A registered agent is the contact person for a corporation, LLC, or other incorporated entity. With very few exceptions, nearly every state requires incorporated businesses to have a registered agent on file. The registered agent needs to be on file from the day you incorporate, as his or her name and address must be present in the Articles of Incorporation what is a registered agent?.

The agent can be an individual or an already-existing incorporated business (one that already has a state filing date and filing number; one that is a business other than the one being formed), as long as he or she (or it) has a physical address within the state. Every state that requires a registered agent requires a physical address; in some states a PO box can be provided, but only in conjunction with a physical street address. This agent’s name and address is, typically, a matter of public record; anyone can search the state’s database and recover the information.

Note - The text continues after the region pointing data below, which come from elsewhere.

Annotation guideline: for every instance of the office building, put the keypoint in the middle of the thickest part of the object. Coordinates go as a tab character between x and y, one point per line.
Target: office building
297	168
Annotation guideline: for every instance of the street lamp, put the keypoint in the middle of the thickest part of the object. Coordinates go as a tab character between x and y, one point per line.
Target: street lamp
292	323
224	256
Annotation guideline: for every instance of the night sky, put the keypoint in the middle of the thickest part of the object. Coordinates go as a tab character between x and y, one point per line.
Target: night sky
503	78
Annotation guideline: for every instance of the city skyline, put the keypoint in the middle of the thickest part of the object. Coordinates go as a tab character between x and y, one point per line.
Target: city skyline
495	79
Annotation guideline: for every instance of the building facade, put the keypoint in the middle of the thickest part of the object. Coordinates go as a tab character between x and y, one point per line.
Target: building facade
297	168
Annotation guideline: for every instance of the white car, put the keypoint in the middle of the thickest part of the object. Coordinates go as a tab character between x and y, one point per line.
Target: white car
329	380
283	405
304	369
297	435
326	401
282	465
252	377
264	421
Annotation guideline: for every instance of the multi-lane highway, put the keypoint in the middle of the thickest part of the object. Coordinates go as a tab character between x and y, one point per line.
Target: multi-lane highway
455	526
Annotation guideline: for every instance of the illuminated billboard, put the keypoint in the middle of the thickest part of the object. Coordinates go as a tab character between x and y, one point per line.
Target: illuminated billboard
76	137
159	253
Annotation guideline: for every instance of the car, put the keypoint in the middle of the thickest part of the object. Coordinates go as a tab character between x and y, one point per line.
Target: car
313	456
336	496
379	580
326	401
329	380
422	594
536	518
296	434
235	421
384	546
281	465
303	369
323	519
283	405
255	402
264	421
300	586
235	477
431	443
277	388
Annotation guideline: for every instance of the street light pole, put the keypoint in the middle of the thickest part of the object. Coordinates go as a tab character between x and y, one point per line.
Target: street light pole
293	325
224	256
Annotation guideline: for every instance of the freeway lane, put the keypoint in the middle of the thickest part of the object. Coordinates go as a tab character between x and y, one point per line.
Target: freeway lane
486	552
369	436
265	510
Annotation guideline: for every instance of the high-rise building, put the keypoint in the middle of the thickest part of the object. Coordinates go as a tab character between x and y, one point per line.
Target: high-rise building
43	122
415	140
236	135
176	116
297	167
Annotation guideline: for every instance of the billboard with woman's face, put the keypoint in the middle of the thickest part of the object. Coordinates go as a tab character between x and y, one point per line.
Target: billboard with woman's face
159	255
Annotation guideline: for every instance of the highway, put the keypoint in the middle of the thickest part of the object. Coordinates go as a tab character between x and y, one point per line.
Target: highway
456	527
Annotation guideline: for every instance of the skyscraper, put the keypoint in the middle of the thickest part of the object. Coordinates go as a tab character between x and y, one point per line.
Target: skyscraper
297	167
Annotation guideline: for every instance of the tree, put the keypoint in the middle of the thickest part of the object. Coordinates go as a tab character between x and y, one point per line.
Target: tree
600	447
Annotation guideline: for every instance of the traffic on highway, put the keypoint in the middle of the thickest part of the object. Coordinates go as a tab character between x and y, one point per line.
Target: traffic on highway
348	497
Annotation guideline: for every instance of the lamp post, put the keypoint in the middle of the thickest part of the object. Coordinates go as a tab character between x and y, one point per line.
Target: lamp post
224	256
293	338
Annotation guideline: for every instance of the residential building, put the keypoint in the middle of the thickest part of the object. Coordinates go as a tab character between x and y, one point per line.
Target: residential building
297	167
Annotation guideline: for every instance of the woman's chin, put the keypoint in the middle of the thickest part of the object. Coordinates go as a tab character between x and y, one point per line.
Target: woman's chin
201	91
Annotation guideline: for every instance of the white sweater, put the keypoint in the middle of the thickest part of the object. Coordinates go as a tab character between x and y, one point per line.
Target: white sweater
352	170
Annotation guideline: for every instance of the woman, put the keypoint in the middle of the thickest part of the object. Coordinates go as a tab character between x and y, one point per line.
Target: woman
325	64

Why am I required to have a registered agent?

There are two main reasons that an agent is required to be on file:

It helps customers trust their businesses. If potential customers could not count on the fact that there is at least one individual directly tied to a company, it would seriously hamper the public’s ability to trust the companies with which they would like to do business.

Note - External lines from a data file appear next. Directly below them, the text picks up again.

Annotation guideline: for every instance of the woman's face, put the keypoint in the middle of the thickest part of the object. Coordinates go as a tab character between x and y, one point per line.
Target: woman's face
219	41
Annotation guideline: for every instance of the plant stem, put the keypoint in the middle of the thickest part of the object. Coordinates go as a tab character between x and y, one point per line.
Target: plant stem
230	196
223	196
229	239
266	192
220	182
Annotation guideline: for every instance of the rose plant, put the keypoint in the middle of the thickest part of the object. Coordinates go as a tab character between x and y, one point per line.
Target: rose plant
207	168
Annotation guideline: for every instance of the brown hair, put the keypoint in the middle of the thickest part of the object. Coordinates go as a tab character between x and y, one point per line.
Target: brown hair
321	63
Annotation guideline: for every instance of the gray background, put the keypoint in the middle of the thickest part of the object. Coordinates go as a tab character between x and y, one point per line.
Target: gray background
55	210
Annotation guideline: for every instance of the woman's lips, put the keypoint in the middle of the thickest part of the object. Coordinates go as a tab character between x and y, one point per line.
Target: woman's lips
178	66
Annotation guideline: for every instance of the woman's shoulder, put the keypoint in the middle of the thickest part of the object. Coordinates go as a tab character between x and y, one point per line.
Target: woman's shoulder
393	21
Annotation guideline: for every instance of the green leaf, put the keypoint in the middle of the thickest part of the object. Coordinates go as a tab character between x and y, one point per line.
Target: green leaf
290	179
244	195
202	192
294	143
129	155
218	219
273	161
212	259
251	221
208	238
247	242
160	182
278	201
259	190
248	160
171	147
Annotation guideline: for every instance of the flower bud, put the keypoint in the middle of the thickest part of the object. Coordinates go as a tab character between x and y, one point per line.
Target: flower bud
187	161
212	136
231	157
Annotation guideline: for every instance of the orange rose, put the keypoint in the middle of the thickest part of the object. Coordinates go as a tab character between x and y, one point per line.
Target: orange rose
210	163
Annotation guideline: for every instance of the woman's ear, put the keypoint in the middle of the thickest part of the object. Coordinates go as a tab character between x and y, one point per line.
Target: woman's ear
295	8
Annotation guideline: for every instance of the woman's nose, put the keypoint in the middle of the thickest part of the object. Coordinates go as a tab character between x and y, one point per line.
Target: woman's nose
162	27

It provides the state with contact information for service of process. If a corporation or LLC is sued, service of process may be delivered to the Secretary of State’s office; they must have a solid contact person who can accept this service of process, or any other correspondence, on behalf of the business.
Can I act as my own agent?

Yes, of course — provided that you have a physical address in your state. And, to clarify: you — the individual owner — can act as your company’s registered agent; however, your corporation cannot act as its own agent.

Why would I need to hire a third party as my agent?

There are two common reasons for this:

You do not have a physical address in the domestic state. This sometimes happens when someone incorporated in a state in which they do not live, or when a corporation files as a foreign corporation in a different state (a filing which would still require an agent).

You do not want your home address to be made public. Since the purpose of a registered agent is to be the primary contact of the business, both for the state and for consumers, the required physical address is a matter of public record. Many home-based businesses, or businesses whose owners have small children, make the decision to keep their home address out of public knowledge.